Ein weiterer Vorteil, so Baldus: Das Stockwerk ist sehr gut mit Tageslicht versorgt. Ungenutzt bleibt die 1983/84 aufgestockte oberste Etage, deren Außenfassade immer noch das markante Violett aufweist. In ihr waren Baldus zufolge zuletzt Büros untergebracht – für die Anforderungen von Liquisign zu kleinteilig.
Stadtbürgermeister und Wirtschaftsförderer bewerten Nachnutzung positiv
Der Wirtschaftsförderer der Verbandsgemeindegemeinde Betzdorf-Gebhardshain, Michael Becher, sagt zu der Neunutzung der zwei Etagen im ehemaligen Postgebäude, dass sich Innenstädte neu erfinden müssten. „Die Nutzung der Postimmobilie durch die Firma Liquisign zeigt, dass auch kreative Zwischenlösungen eine Option gegen Leerstand sein können“, so Becher. In eine ähnliche Richtung äußert sich Betzdorfs Stadtbürgermeister Benjamin Geldsetzer, der auch ein Bruder von Liquisign-Geschäftsführer Daniel Geldsetzer ist: „Ganz unabhängig meiner freundschaftlichen und familiären Verbindungen zur Firma Liquisign freut es mich natürlich sehr, dass ein Großteil des ehemaligen Postgebäudes nun wieder adäquat bewirtschaftet wird. Jede Nachnutzung einer leerstehenden Immobilie in Kombination mit neu geschaffenen Arbeitsplätzen bedeutet einen Gewinn für unsere Stadt und Region.“
Vom bedeutsamen Postamt zum verlassenen Gebäudekomplex
Es war lange herbeigesehnt worden von den Bürgern, 1965 wurde schließlich endlich das neue Postamt in der Hellerstraße eröffnet.
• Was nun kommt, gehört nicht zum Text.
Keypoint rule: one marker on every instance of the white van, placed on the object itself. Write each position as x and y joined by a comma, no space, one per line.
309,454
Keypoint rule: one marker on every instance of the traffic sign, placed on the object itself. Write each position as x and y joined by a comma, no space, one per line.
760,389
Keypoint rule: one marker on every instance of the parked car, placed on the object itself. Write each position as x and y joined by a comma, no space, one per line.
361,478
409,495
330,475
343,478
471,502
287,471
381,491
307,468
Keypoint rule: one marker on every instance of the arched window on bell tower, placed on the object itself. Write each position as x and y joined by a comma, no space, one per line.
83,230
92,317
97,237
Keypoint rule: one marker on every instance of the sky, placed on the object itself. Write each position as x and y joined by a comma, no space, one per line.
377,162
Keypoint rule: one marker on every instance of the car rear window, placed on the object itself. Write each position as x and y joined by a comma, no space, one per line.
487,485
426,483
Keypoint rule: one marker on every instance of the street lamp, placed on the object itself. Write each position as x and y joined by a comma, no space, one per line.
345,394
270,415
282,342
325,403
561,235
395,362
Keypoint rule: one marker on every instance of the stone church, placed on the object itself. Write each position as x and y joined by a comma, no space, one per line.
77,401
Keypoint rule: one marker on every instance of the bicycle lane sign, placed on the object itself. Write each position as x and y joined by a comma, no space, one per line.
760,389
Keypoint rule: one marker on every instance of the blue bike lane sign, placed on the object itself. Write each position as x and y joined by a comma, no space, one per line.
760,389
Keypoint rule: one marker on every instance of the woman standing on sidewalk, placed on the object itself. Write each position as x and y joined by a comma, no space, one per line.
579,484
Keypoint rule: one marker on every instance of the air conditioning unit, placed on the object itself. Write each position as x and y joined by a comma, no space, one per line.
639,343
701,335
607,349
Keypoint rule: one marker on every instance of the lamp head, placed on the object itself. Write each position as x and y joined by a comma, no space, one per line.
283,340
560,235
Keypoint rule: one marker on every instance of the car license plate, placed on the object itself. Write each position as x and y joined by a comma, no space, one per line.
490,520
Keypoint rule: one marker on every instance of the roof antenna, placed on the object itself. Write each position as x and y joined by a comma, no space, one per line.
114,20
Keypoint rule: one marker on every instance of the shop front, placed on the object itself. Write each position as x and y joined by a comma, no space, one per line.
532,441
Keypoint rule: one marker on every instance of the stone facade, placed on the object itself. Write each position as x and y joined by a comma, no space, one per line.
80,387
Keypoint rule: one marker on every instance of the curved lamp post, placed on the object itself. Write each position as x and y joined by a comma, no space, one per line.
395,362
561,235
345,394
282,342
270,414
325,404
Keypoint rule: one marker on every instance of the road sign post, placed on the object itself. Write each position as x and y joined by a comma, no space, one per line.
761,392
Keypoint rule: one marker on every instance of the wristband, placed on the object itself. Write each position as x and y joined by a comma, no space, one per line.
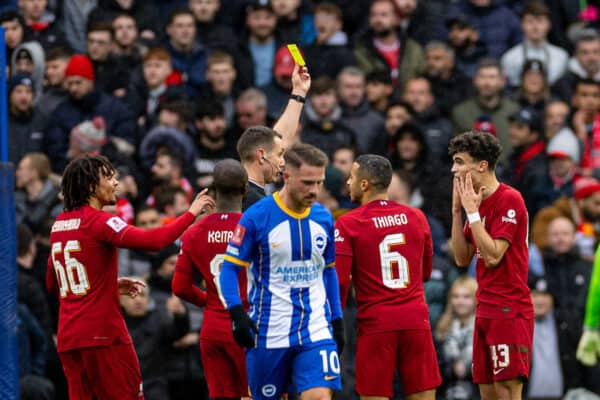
473,217
298,98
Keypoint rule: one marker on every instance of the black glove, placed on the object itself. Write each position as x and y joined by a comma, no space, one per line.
242,326
338,334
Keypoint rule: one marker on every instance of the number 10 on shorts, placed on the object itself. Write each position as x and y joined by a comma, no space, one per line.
331,362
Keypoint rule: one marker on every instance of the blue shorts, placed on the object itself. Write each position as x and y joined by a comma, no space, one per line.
270,371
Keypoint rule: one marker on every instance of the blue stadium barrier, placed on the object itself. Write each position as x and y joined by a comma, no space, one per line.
9,374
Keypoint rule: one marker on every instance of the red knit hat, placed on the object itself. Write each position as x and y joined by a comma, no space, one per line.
585,187
80,65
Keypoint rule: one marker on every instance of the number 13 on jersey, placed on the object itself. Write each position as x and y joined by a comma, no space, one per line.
394,266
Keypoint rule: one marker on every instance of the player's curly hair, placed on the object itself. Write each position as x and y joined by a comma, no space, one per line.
481,146
375,169
81,178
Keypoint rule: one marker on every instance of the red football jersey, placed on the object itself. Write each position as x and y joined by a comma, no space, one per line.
502,291
202,248
83,264
391,249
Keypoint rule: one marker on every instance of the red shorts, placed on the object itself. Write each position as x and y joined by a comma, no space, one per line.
108,372
411,351
501,349
225,369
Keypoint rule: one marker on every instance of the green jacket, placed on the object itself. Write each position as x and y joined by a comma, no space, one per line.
411,59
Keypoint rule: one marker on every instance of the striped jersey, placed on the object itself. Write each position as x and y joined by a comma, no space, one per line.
285,254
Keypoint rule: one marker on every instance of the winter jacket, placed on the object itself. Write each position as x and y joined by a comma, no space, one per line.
119,121
438,132
449,92
192,65
25,134
526,167
326,133
368,128
411,59
498,27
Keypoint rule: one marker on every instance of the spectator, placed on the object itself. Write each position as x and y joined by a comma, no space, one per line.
428,181
437,129
153,330
366,123
126,46
396,115
74,17
15,31
585,64
250,110
449,84
566,272
527,165
417,20
323,126
210,32
36,198
144,96
497,25
563,153
28,58
145,14
26,125
464,39
54,90
220,84
168,169
555,117
330,52
188,56
455,332
489,100
294,24
42,24
379,90
85,102
111,76
29,291
212,142
139,262
278,90
583,210
259,45
383,47
535,22
534,91
554,369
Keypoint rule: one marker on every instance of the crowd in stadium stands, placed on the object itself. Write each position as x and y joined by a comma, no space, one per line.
165,88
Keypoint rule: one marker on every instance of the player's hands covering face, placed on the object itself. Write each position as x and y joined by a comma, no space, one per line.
469,199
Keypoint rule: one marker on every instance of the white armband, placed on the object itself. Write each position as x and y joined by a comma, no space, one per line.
473,217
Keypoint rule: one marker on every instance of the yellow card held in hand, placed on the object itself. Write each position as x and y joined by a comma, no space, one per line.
296,55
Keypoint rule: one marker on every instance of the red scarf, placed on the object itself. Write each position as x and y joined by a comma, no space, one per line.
529,153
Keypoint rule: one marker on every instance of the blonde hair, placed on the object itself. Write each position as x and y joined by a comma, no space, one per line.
445,320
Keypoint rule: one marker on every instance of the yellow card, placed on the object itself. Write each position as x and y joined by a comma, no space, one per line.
296,55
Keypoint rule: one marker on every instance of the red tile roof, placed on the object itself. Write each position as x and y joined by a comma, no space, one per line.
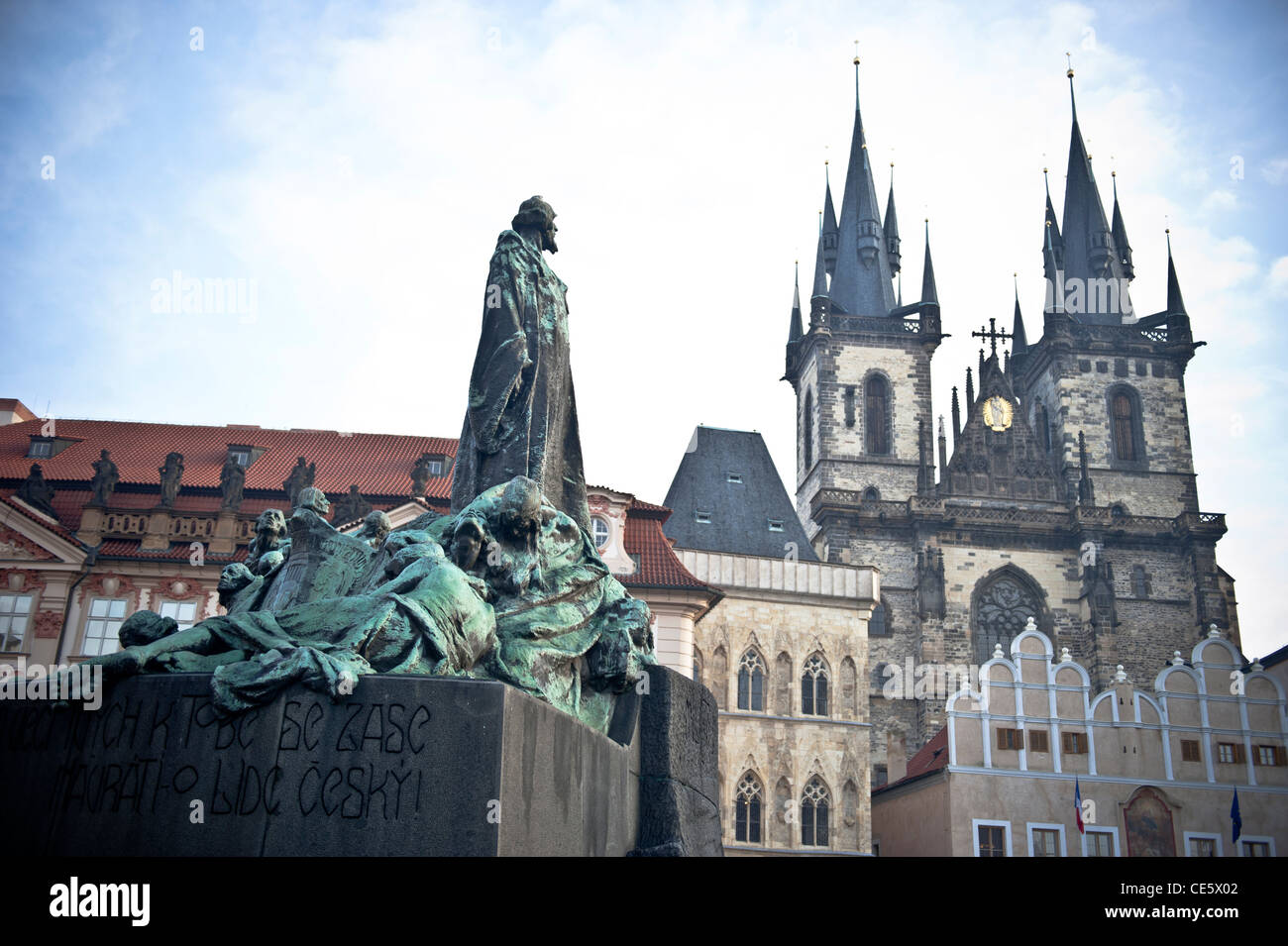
378,464
658,566
930,758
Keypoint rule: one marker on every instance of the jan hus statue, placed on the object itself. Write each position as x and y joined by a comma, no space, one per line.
522,416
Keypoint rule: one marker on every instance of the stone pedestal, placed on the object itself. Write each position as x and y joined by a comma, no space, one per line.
158,537
403,766
224,541
91,525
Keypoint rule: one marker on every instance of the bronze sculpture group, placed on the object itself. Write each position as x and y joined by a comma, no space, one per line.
506,587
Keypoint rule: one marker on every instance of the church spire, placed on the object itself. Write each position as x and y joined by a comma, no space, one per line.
1089,245
1054,275
1175,304
927,274
829,229
1052,226
1120,233
861,283
797,328
1019,343
892,227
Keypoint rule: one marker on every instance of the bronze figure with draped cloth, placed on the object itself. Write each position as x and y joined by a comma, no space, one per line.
522,415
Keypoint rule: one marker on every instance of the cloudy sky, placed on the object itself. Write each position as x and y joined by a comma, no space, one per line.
355,162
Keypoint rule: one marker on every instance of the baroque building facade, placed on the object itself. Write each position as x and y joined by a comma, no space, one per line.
1064,485
782,649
Damals galt der Flachdachbau als hochmodern. 1981 erreicht die Post in Betzdorf ihren Höhepunkt.
650 Beschäftigte hatten eine Fläche von 728 Quadratkilometer mit rund 153.000 Einwohnern zu versorgen, schreibt Klemens Quast in einer Betzdorfer Chronik. Der Zuständigkeitsbereich umfasste nicht nur den Kreis Altenkirchen, sondern zudem noch Teile der Kreise Westerwald und Neuwied. In der Folge wurde das Postgebäude 1983/84 um eine dritte Etage mit ihrer markanten violetten Haube aufgestockt.
Mitte der 1990er-Jahre jedoch bringt die Privatisierung des Post- und Fernmeldewesens auch für Betzdorf gravierende Auswirkungen mit sich: Es wird massiv Personal abgebaut, die Verwaltung für den Briefdienst wandert nach Siegen ab, der Paketdienst sowie die Schalter- und Bankdienste werden anderen Niederlassungen unterstellt. 1996 wurde das eigenständige Postamt Betzdorf endgültig Geschichte. Zwar gingen danach auch in der „Filiale 544“ der Deutschen Post AG weiter Briefe und Pakete auf die Reise, aber die „Hauptpost“ in der Hellerstraße verlor mit der Zeit immer mehr an Bedeutung:
So wurde im Jahr 2019 das DHL-Paketzentrum in den Gewerbepark Dauersberg verlegt und die Postfächer in die Filiale „Zoo Flade“ an der Kölner Straße. Ende 2021 dann der komplette Rückzug: Die Deutsche Post sowie die Postbank zogen aus dem Gebäude aus und haben seitdem keine eigenen Niederlassungen mehr im Oberkreis.